Here’s how much you should be spending in retirement
Retirees worried about overspending their super can rest easy. Photo: The New Daily
Working out how much super you can spend each year without running into trouble can be difficult, but new research may provide an answer.
Calculations by a crack team at the Actuaries Institute found the average retiree should be spending an amount equivalent to the first digit of their age each year to avoid over- and under-spending.
In other words, someone aged 65 should be drawing down 6 per cent of their superannuation each year, while someone aged 77 can comfortably spend 7 per cent.
Retirees with larger super balances between $250,000 and $500,000 can add an extra 2 per cent again, meaning someone aged 65 with a balance of $400,000 can afford to spend 8 per cent of their super that year.

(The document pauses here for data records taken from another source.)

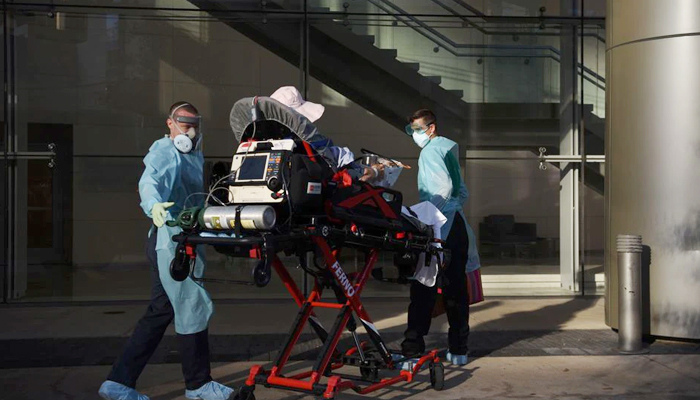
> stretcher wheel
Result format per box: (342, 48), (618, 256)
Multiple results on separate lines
(170, 245), (191, 282)
(253, 260), (272, 287)
(430, 362), (445, 390)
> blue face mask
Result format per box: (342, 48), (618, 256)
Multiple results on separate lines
(411, 132), (430, 149)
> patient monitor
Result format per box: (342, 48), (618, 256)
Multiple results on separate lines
(229, 139), (296, 204)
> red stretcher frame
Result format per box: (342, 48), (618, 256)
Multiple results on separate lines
(236, 235), (442, 400)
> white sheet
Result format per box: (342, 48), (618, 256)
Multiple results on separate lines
(401, 201), (447, 287)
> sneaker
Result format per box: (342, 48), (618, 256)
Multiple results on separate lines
(97, 381), (149, 400)
(185, 381), (235, 400)
(445, 351), (469, 365)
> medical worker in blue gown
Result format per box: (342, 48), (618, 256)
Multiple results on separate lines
(401, 109), (480, 365)
(99, 102), (234, 400)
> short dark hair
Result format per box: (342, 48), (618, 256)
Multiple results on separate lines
(168, 101), (199, 117)
(408, 108), (437, 126)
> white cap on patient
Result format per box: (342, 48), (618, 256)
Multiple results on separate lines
(270, 86), (325, 122)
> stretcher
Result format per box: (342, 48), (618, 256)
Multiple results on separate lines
(170, 98), (449, 400)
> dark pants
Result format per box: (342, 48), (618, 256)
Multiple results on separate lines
(401, 214), (469, 356)
(107, 232), (212, 390)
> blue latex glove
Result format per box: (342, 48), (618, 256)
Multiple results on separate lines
(151, 202), (175, 228)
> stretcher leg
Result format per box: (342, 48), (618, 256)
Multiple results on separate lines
(241, 236), (442, 400)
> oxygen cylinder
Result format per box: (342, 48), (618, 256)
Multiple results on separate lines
(199, 205), (277, 231)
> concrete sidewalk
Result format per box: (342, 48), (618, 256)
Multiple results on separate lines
(0, 355), (700, 400)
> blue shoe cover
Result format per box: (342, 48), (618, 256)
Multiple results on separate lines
(445, 351), (469, 365)
(97, 381), (149, 400)
(185, 381), (235, 400)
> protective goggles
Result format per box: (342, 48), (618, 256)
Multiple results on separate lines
(404, 122), (433, 136)
(170, 115), (202, 127)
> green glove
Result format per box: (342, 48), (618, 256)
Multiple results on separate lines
(151, 203), (175, 228)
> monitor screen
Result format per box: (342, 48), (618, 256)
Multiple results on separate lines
(237, 154), (268, 181)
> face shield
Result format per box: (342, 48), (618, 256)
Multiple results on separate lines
(170, 104), (202, 153)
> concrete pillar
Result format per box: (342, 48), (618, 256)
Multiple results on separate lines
(559, 0), (580, 291)
(605, 0), (700, 339)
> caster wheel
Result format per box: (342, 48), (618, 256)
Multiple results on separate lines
(430, 362), (445, 390)
(170, 246), (191, 282)
(253, 260), (272, 287)
(360, 351), (381, 382)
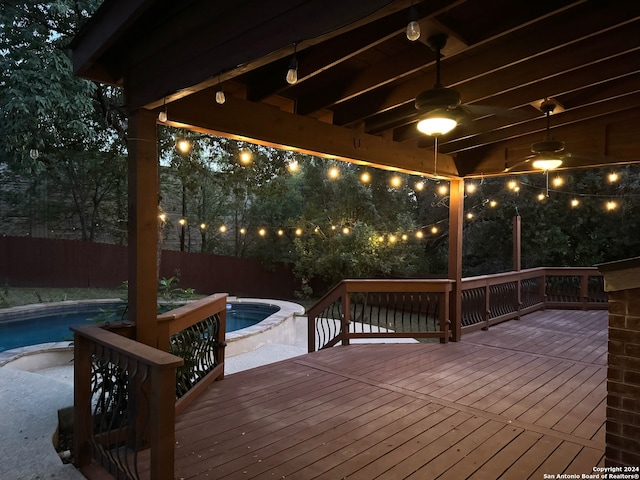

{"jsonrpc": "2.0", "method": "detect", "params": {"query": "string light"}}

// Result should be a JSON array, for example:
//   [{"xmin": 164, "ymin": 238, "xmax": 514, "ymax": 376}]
[
  {"xmin": 216, "ymin": 74, "xmax": 227, "ymax": 105},
  {"xmin": 158, "ymin": 97, "xmax": 167, "ymax": 123},
  {"xmin": 176, "ymin": 138, "xmax": 191, "ymax": 154},
  {"xmin": 240, "ymin": 149, "xmax": 253, "ymax": 165},
  {"xmin": 286, "ymin": 43, "xmax": 298, "ymax": 85},
  {"xmin": 287, "ymin": 160, "xmax": 300, "ymax": 173},
  {"xmin": 406, "ymin": 4, "xmax": 420, "ymax": 42}
]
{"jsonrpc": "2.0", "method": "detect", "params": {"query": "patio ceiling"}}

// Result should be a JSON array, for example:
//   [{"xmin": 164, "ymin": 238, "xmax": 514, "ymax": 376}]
[{"xmin": 72, "ymin": 0, "xmax": 640, "ymax": 177}]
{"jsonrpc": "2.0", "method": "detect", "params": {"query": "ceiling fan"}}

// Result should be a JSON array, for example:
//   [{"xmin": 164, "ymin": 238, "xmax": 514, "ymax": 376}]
[
  {"xmin": 415, "ymin": 33, "xmax": 515, "ymax": 136},
  {"xmin": 504, "ymin": 98, "xmax": 568, "ymax": 172}
]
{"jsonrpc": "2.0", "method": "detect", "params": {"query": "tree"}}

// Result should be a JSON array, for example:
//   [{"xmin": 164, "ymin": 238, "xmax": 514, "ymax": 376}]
[{"xmin": 0, "ymin": 0, "xmax": 126, "ymax": 240}]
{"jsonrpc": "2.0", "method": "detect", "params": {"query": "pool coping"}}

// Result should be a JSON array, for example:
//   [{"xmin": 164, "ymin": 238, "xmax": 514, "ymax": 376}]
[{"xmin": 0, "ymin": 297, "xmax": 306, "ymax": 371}]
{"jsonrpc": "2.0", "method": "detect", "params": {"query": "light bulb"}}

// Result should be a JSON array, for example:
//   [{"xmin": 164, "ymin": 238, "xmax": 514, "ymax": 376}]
[
  {"xmin": 287, "ymin": 62, "xmax": 298, "ymax": 85},
  {"xmin": 216, "ymin": 88, "xmax": 227, "ymax": 105},
  {"xmin": 407, "ymin": 20, "xmax": 420, "ymax": 42}
]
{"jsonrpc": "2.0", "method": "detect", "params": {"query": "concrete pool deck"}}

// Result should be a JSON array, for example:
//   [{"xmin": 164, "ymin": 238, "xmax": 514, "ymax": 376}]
[
  {"xmin": 0, "ymin": 316, "xmax": 415, "ymax": 480},
  {"xmin": 0, "ymin": 317, "xmax": 307, "ymax": 480}
]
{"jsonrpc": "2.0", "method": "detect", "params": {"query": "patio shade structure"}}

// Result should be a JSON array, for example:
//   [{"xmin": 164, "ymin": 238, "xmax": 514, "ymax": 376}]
[{"xmin": 72, "ymin": 0, "xmax": 640, "ymax": 345}]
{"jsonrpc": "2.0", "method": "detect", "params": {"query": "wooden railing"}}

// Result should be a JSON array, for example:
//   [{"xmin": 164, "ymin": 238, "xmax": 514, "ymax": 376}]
[
  {"xmin": 72, "ymin": 325, "xmax": 182, "ymax": 480},
  {"xmin": 307, "ymin": 267, "xmax": 607, "ymax": 352},
  {"xmin": 72, "ymin": 294, "xmax": 227, "ymax": 480},
  {"xmin": 307, "ymin": 280, "xmax": 453, "ymax": 352},
  {"xmin": 158, "ymin": 293, "xmax": 228, "ymax": 415},
  {"xmin": 461, "ymin": 267, "xmax": 607, "ymax": 333}
]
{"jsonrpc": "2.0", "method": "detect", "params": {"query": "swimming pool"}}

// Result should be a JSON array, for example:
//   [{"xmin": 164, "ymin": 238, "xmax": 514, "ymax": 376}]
[{"xmin": 0, "ymin": 301, "xmax": 280, "ymax": 352}]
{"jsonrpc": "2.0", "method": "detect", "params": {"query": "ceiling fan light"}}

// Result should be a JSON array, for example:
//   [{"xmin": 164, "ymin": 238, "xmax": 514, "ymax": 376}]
[
  {"xmin": 407, "ymin": 20, "xmax": 420, "ymax": 42},
  {"xmin": 531, "ymin": 155, "xmax": 562, "ymax": 171},
  {"xmin": 418, "ymin": 115, "xmax": 458, "ymax": 136}
]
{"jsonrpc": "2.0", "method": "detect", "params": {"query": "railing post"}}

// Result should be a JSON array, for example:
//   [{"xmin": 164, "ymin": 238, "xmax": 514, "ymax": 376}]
[
  {"xmin": 340, "ymin": 283, "xmax": 351, "ymax": 345},
  {"xmin": 482, "ymin": 282, "xmax": 491, "ymax": 331},
  {"xmin": 307, "ymin": 312, "xmax": 316, "ymax": 353},
  {"xmin": 73, "ymin": 333, "xmax": 93, "ymax": 468},
  {"xmin": 580, "ymin": 272, "xmax": 589, "ymax": 310},
  {"xmin": 149, "ymin": 367, "xmax": 176, "ymax": 480},
  {"xmin": 539, "ymin": 271, "xmax": 547, "ymax": 310},
  {"xmin": 216, "ymin": 308, "xmax": 227, "ymax": 380},
  {"xmin": 438, "ymin": 290, "xmax": 450, "ymax": 343}
]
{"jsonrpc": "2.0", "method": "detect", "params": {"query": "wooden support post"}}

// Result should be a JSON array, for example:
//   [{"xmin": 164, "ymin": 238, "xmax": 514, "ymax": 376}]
[
  {"xmin": 73, "ymin": 333, "xmax": 93, "ymax": 469},
  {"xmin": 513, "ymin": 215, "xmax": 522, "ymax": 320},
  {"xmin": 448, "ymin": 178, "xmax": 464, "ymax": 342},
  {"xmin": 513, "ymin": 215, "xmax": 522, "ymax": 272},
  {"xmin": 340, "ymin": 281, "xmax": 352, "ymax": 345},
  {"xmin": 127, "ymin": 109, "xmax": 159, "ymax": 347}
]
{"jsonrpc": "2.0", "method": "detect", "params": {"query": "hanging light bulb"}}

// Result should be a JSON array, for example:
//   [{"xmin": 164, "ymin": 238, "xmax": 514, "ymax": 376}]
[
  {"xmin": 216, "ymin": 74, "xmax": 227, "ymax": 105},
  {"xmin": 286, "ymin": 43, "xmax": 298, "ymax": 85},
  {"xmin": 407, "ymin": 5, "xmax": 420, "ymax": 42},
  {"xmin": 158, "ymin": 97, "xmax": 167, "ymax": 123}
]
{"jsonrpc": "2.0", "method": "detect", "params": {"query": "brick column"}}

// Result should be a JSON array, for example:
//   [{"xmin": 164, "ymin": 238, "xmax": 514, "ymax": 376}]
[{"xmin": 598, "ymin": 257, "xmax": 640, "ymax": 466}]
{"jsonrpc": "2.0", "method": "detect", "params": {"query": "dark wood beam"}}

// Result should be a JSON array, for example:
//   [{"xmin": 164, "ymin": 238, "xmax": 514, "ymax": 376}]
[
  {"xmin": 70, "ymin": 0, "xmax": 153, "ymax": 80},
  {"xmin": 123, "ymin": 0, "xmax": 408, "ymax": 106},
  {"xmin": 161, "ymin": 91, "xmax": 457, "ymax": 177},
  {"xmin": 242, "ymin": 11, "xmax": 407, "ymax": 103},
  {"xmin": 333, "ymin": 3, "xmax": 640, "ymax": 126}
]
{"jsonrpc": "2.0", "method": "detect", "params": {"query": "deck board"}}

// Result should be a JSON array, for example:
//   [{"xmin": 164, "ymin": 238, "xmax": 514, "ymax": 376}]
[{"xmin": 170, "ymin": 311, "xmax": 607, "ymax": 480}]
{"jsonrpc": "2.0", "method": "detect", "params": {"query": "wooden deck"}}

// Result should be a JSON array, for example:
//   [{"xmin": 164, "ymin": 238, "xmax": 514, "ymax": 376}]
[{"xmin": 169, "ymin": 310, "xmax": 607, "ymax": 480}]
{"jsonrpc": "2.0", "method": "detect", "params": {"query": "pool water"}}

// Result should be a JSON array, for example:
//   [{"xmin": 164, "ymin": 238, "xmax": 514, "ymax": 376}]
[{"xmin": 0, "ymin": 303, "xmax": 280, "ymax": 352}]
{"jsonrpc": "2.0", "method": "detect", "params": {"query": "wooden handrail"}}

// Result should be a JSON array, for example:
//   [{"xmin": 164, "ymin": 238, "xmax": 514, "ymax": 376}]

These calculations are for single retirees who own their own home. For Australians retiring in couples the rule needs a few slight amendments, report co-author John De Ravin told The New Daily.
While the Actuaries Institute team are yet to tackle the specific numbers for coupled retirees, Mr De Ravin said a “sensible approach” would be to apply the rule for singles to the youngest member of a couple.
“The balance range for singles to add 2 per cent would also need to be adapted to reflect the higher asset testing range for couples,” Mr De Ravin added.
“That’s more likely to be $350,000 to $850,000 for couples.”
These rules only apply when the sum being drawn down meets the statutory minimum drawdown rules (which force retirees to take a set portion of their retirement balance out of super each year).
That means Mr De Ravin’s rule works only until the age of 85, when the statutory minimum changes to 9 per cent rather than the 8 per cent indicated by a retiree’s age.
Retirees living off less
Just under 2 million Australians use (or have used) a financial adviser, accounting for only 9.7 per cent of the country, leaving a majority of people to manage their retirement on their own.
“For those people, it’s really difficult to work out if they have enough money to retire, and how much they can afford to spend from their account based pension,” he said.
“Those decisions are really hard, they’re actually sort of challenging even for people who are highly financially literate and astute, and not everyone has those financial literacy skills.”
As a result, a large portion of retirees are choosing to draw down the bare minimum permitted under the law.
“But the statutory minimum was never intended to be a guide to how much people should spend,” Mr De Ravin said.
“It was always intended as a minimum just to force people to take some amount of money out of superannuation.”
Retirees employing this strategy can afford a better lifestyle but miss out because they are afraid they could outlive their money.
Mr De Ravin said this rule of thumb should help those retirees reassess their yearly spending and help them gauge whether they can splash out on a few more luxuries than they otherwise might.
By spending more, then down the track you will have less savings,” he said.
“But we think is that the additional expenditure in those first 18 years of retirement more than outweighs the fact you’ll have slightly fewer assets by age 85.”